C’est pourquoi, anticipant une chute des profits des entreprises et de leur valeur boursière, les investisseurs sur les marchés financiers vendent massivement leurs titres, et leurs anticipations deviennent autoréalisatrices. Le risque désormais : voir éclater des bulles sur des actifs qui ont été surévalués. Ces craintes font débat au sein du monde des économistes, concède Jézabel Couppey-Soubeyran, mais “le problème de la bulle, c’est que l’on ne sait vraiment quand elle existe que quand elle éclate…“.
LES BANQUES S’ÉCROULENT EN BOURSE
Au reste, indéniablement, “nous sommes dans une situation de krach financier“, assure l’économiste. Le vrai sujet, selon elle, est de déterminer “si cela va dégénérer en crise financière systémique avec des rétroactions néfastes sur l’économie réelle“. En effet, pour les banques, les difficultés économiques des entreprises se traduisent par une hausse des créances douteuses qu’elles détiennent.

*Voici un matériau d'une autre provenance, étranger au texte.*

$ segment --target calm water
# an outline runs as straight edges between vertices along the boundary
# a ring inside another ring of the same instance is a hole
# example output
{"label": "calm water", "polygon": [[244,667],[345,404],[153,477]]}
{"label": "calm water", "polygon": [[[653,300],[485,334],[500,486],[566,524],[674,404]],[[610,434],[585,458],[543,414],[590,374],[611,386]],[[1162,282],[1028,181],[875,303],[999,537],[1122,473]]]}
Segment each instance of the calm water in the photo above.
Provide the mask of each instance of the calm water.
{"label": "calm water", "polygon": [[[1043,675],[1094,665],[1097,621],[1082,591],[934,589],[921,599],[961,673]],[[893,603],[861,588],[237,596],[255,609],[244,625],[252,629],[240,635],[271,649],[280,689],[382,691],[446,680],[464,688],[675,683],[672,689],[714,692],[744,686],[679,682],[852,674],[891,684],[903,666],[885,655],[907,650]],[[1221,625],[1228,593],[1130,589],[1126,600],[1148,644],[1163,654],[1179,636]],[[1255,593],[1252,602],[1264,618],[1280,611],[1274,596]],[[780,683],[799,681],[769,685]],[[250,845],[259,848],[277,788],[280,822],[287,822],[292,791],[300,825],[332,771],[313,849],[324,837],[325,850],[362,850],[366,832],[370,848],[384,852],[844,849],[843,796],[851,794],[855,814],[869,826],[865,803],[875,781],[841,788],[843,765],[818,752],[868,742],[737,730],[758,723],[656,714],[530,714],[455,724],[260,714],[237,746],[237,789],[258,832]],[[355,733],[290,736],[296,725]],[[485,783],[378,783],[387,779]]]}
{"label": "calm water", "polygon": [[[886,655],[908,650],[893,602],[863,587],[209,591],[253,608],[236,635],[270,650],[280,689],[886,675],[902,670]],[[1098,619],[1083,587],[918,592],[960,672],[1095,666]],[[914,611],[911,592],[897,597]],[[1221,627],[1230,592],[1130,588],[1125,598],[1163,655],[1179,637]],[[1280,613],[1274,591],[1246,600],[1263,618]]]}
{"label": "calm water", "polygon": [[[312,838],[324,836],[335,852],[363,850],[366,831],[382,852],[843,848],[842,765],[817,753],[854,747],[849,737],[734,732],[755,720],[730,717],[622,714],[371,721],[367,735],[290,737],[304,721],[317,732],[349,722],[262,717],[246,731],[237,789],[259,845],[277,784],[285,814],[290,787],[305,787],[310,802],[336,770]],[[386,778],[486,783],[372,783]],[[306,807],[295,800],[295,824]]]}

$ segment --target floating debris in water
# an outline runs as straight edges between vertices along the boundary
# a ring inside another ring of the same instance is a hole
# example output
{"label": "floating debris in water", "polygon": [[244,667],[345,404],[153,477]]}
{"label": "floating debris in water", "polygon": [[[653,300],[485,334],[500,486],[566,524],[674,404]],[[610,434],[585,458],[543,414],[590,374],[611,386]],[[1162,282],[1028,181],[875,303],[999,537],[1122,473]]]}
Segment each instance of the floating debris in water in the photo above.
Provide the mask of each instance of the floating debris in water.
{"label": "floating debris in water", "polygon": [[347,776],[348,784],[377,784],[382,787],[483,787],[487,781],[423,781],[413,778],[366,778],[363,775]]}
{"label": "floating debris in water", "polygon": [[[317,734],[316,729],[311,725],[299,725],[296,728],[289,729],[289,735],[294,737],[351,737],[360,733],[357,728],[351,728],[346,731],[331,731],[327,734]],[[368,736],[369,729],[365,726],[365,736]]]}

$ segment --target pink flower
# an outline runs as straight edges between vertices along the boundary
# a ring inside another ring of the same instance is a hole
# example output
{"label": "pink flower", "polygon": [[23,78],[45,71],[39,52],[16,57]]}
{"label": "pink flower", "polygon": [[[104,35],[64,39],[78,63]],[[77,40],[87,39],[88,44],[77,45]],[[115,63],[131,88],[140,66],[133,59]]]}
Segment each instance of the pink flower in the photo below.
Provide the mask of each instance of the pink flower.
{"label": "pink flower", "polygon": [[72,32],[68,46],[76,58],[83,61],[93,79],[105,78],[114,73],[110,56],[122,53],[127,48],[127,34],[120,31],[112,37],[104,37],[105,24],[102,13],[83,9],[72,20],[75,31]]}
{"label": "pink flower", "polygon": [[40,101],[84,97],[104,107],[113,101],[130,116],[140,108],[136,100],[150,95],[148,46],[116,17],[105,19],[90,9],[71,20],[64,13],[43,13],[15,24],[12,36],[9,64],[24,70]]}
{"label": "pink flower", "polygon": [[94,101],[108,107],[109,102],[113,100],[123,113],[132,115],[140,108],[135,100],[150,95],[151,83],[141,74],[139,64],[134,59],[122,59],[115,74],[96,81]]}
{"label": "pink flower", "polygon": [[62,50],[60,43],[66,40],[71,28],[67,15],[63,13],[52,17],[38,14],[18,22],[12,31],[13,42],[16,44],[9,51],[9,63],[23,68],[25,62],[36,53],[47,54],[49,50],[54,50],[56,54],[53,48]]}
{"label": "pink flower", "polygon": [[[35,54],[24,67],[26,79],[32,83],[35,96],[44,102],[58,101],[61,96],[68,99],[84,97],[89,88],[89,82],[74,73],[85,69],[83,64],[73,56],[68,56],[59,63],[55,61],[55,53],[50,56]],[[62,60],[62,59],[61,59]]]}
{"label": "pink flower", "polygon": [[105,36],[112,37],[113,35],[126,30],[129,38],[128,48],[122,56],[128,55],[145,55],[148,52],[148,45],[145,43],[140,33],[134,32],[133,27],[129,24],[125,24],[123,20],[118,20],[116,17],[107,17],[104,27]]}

Mais en parallèle, elles ont aussi développé des activités très lucratives sur les marchés financiers et pâtissent donc de la chute des cours de bourse qui entrainent “des moins-values latentes à leur bilan“. Ce qui fragilise grandement leur santé financière. Les marchés financiers en ont bien conscience. Parmi les valeurs boursières, les banques sont les plus attaquées : Deutsche Bank a perdu 18,5 % ce jeudi, passant en-dessous des 5 euros (contre près de 120 euros en 2007 !), Natixis 21 % à 1,88 euros, BNP Paribas 13 % et Société générale 17 %.
CRISE SYSTÉMIQUE ?
Bref, sans mesures fortes des institutions européennes et des pouvoir publics “cela peut dégénérer en crise systémique“, assume Jézabel Couppey-Soubeyran. Le risque qu’un cercle vicieux ne s’enclenche où une crise financière aggraverait d’autant la crise économique est bien réel. Certes, “nous ne sommes pas du tout dans le schéma de la crise 2007 et 2008“, puisque c’est d’abord une crise sanitaire et non financière “en revanche les conséquences pourraient être comparables si la situation venait à perdurer“.